You get the idea. But Smolin's criticism of string theory goes even deeper than that. First of all, the underlying basic assumptions behind string theory are as-yet unproven. Yet the string theory community has not placed an emphasis on working on that critical foundation. Secondly, the theory makes no predictions that can be verified. That's because there are so many free variables in the theory that you can make whatever results you want come out of it. Worse of all, as a result of the dominance of string theory in theoretical physics departments, Physics (according to Smolin) has made no progress in the last twenty years.
How could this happen? And why do the rest of us (who don't get funded by NSF grants) care? At this point, most Amazon.com reviewers wander comfortably into the sunset, but I started getting intrigued, because Smolin's criticism here is a very deep one --- it's not just criticism of Physics and how it gets funded, but of the entire scientific process, and the kind of validation needed for a scientist to get support. This is a fascinating dialogue, and very relevant not just to Physics in general, but in all fields of academic study, but Smolin's criticisms are criticisms of the peer-reviewed promotion and grant system that subjects Physics to these academic fads that can stall progress for decades at a time.
The story goes like this: young scientists get their research agenda set by senior scientists --- that's because in graduate school, they are dependent on not just funding, but on the feedback of their senior advisers who write letters of recommendations to the hiring committees of the universities that will end up hiring (or not hire) them. Senior scientists need people to do work for them, so they tend to select technicians --- people who perfect the math and can do it quickly. In turn, when these technicians get hired, they in turn depend on the peer reviews written for them by senior scientists for their promotion-committees in order to get tenure. This leads to doing work that can be recognized quickly, but also work that is to a large extent less risky --- you're better off working on something that everyone else knows something about than thinking deep thoughts that might potentially revolutionize the field. As a result this leads to the entire field all working on one thing at a time (e.g., string theory), while other important avenues get neglected. It also leads to group-think, since those who reject the current status quo (e.g., folks who don't believe in string theory) find it hard to get hired as scientists, or to get tenure. In particular, Smolin singles out the one feature of the peer-promotion/hiring process that I also dislike, which is the forced ranking of "This scientist is better than that scientist" that's so frequently required --- it almost always leads to a bias towards the fast thinker who is a great technician, away from the deep thinker. (I always rebel against such simplified rankings of persons when I manage people)
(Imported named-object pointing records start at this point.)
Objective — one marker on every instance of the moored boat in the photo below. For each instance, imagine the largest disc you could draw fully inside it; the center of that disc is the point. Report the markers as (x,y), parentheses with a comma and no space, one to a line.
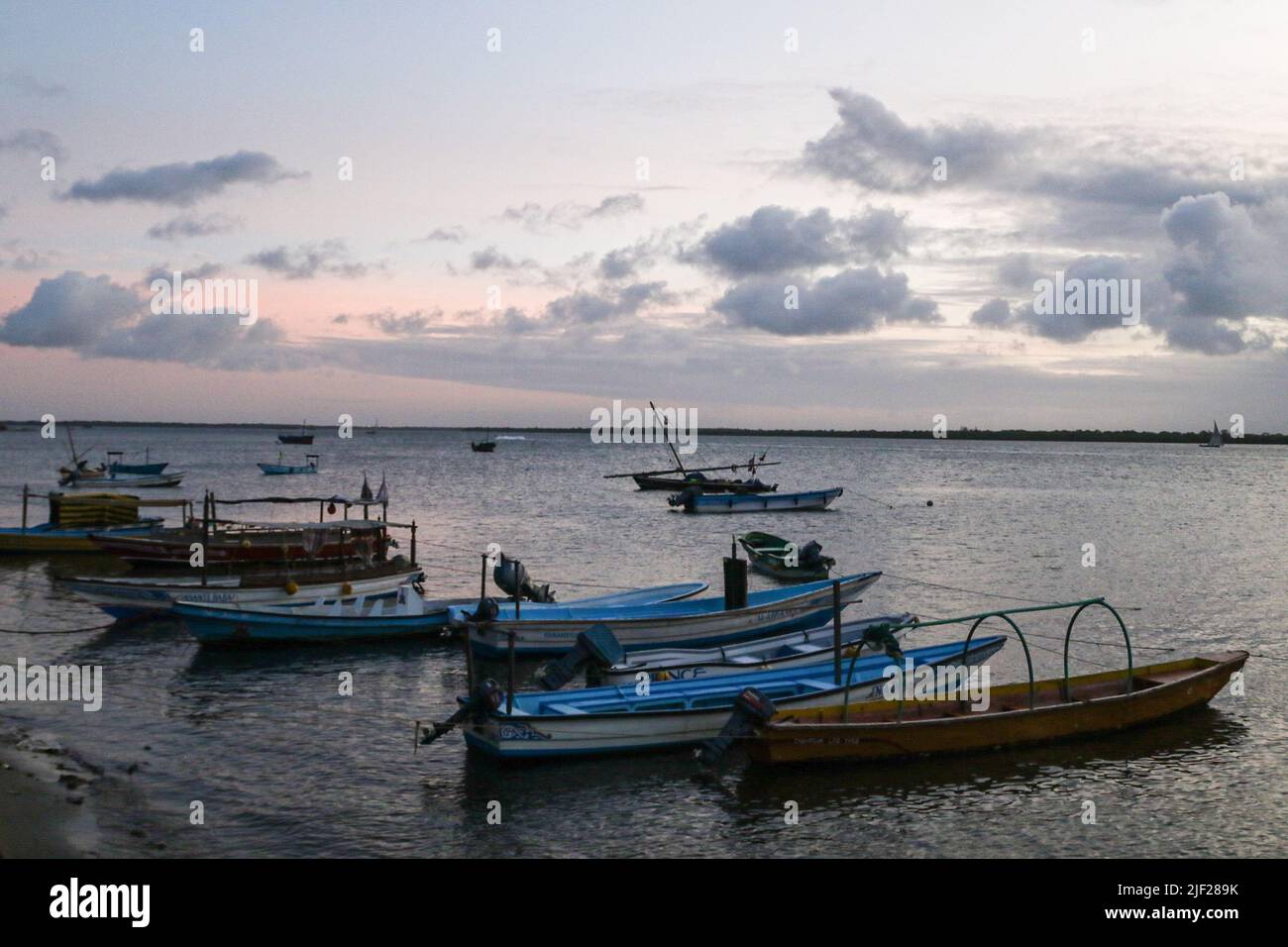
(75,518)
(671,715)
(355,618)
(864,637)
(690,624)
(695,501)
(1082,706)
(785,561)
(132,596)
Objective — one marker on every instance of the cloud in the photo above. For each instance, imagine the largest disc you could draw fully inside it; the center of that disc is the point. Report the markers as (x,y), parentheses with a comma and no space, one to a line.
(35,141)
(445,235)
(608,303)
(853,300)
(192,226)
(305,262)
(570,214)
(774,240)
(27,84)
(97,318)
(181,183)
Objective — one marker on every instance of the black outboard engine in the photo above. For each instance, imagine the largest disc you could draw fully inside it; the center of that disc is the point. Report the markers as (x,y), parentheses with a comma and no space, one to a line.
(750,710)
(513,578)
(595,646)
(482,701)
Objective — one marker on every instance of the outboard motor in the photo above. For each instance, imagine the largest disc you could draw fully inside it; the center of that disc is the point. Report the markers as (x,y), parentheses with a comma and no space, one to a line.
(750,710)
(511,577)
(596,646)
(483,699)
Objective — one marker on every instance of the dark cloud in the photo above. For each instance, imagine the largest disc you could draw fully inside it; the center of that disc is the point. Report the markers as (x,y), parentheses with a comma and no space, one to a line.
(774,240)
(853,300)
(305,262)
(35,141)
(192,226)
(97,318)
(181,183)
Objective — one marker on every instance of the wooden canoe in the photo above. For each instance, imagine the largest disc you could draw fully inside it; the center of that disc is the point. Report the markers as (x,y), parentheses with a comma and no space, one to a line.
(1099,703)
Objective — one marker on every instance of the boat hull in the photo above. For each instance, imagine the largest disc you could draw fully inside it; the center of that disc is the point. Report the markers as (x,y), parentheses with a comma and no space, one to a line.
(39,540)
(1160,690)
(127,598)
(535,637)
(509,736)
(761,502)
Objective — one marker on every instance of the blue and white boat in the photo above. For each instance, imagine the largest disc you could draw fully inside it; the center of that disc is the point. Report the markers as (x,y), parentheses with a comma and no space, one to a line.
(697,501)
(310,466)
(546,724)
(694,624)
(365,617)
(793,650)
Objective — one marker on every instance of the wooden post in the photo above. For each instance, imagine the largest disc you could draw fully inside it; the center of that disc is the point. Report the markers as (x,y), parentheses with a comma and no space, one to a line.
(836,630)
(509,689)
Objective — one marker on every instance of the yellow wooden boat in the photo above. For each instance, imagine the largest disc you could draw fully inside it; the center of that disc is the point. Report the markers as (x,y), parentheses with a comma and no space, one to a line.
(1018,714)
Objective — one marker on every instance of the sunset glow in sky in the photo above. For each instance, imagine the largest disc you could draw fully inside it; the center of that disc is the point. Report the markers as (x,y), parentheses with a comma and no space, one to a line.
(558,205)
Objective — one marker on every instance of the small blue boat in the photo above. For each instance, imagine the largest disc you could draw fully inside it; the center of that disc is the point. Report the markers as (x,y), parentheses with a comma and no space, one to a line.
(544,724)
(696,501)
(310,466)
The problem with this approach is that it does work quite well during times of normal science, when there's a promising theory and working out its implications are important. But when you need to re-think the underpinnings of Physics, it falls up short, because the kind of people most suited to that kind of work, usually tend not to be great technicians. Albert Einstein is the classic example --- he was not considered particularly bright, and basically could not get a job as a scientist. (He worked at the patent office in Switzerland while thinking up his most famous ideas) Smolin goes on to name several other scientists in the same mold, at least one of which literally quit the field of science for 10 years while he thought deeply and read a lot about the underlying problems for multiple decades before he was recognized as a great thinker on the topic --- and even then he still had a hard time getting hired!
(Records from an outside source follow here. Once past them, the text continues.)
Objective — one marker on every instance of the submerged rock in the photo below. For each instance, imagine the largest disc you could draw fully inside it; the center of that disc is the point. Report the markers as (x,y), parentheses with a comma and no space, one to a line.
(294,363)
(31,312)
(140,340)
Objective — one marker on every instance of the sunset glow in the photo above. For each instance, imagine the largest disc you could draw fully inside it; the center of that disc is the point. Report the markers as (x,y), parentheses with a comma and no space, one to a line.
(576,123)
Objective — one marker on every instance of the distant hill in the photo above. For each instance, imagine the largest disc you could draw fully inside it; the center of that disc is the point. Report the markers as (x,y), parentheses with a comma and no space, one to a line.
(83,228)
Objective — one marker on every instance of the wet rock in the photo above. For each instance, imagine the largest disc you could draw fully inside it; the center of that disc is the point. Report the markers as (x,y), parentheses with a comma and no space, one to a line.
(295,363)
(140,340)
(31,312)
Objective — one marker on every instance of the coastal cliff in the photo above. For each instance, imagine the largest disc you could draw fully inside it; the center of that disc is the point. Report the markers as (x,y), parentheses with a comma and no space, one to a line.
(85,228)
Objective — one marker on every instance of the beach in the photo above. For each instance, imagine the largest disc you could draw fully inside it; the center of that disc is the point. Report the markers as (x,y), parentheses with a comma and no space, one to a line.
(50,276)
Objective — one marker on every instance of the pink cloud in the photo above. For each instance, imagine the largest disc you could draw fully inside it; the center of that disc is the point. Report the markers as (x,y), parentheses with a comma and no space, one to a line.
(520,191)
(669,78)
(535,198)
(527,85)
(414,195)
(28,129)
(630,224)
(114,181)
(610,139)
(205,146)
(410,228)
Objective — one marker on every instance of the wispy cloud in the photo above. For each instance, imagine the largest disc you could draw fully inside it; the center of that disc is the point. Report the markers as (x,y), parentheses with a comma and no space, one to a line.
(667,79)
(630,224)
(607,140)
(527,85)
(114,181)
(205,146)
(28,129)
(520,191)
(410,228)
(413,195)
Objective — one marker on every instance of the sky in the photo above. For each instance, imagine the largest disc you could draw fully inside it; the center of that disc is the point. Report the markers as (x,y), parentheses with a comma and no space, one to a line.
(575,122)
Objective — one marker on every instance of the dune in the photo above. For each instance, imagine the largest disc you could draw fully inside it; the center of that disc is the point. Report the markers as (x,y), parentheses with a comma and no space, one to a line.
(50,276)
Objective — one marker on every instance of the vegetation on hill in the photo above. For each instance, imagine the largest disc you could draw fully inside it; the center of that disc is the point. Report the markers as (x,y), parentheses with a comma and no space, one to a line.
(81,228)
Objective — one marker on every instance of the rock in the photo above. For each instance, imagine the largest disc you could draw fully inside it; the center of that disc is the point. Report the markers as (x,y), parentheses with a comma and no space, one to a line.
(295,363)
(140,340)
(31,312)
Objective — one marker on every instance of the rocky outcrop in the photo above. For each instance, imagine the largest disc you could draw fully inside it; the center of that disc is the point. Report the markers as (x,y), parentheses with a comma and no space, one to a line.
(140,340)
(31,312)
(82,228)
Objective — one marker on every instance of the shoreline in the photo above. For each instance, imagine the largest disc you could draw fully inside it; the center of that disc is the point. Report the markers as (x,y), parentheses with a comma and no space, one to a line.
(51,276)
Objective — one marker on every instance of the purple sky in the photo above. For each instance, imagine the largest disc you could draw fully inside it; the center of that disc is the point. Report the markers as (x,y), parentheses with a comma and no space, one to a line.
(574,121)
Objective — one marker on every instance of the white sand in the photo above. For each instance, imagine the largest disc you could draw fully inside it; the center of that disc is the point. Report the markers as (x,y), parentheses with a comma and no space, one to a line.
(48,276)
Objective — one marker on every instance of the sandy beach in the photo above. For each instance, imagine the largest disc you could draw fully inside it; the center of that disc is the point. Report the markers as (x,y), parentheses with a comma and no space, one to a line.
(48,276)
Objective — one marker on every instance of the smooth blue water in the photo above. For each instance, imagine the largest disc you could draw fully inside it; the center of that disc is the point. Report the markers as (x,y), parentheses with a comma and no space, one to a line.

One would think that university administrators, who are very competitive might recognize this problem and realize that unconventional thinkers are relatively cheap, high risk/high reward hires, and hire them, but of course, that's not how it works, since the hiring process at major universities is peer and committee based, as described above. The result is a stale-mate, where string theory might hold sway for several decades until one particularly fine thinker finally writes a ground-breaking paper that revolutionizes the field.
Smolin proposes several ways around this, mostly by making the hierarchy flatter, giving people more scope, and creating more opportunities for high-risk/high-payoff people. What's fascinating is that he thinks that businesses, like high tech companies and venture capitalists have the answer. Coming from the opposite direction, I know for sure that it does not, and in fact, one of the reasons I believe a recent, well-known large tech company was largely so successful mostly because it actively borrowed its hiring and promotion model from academia. Naturally, the jury is still out, and it may be that it takes several centuries for the peer-based hiring and promotions systems to calcify into a system that blocks progress for decades at a time.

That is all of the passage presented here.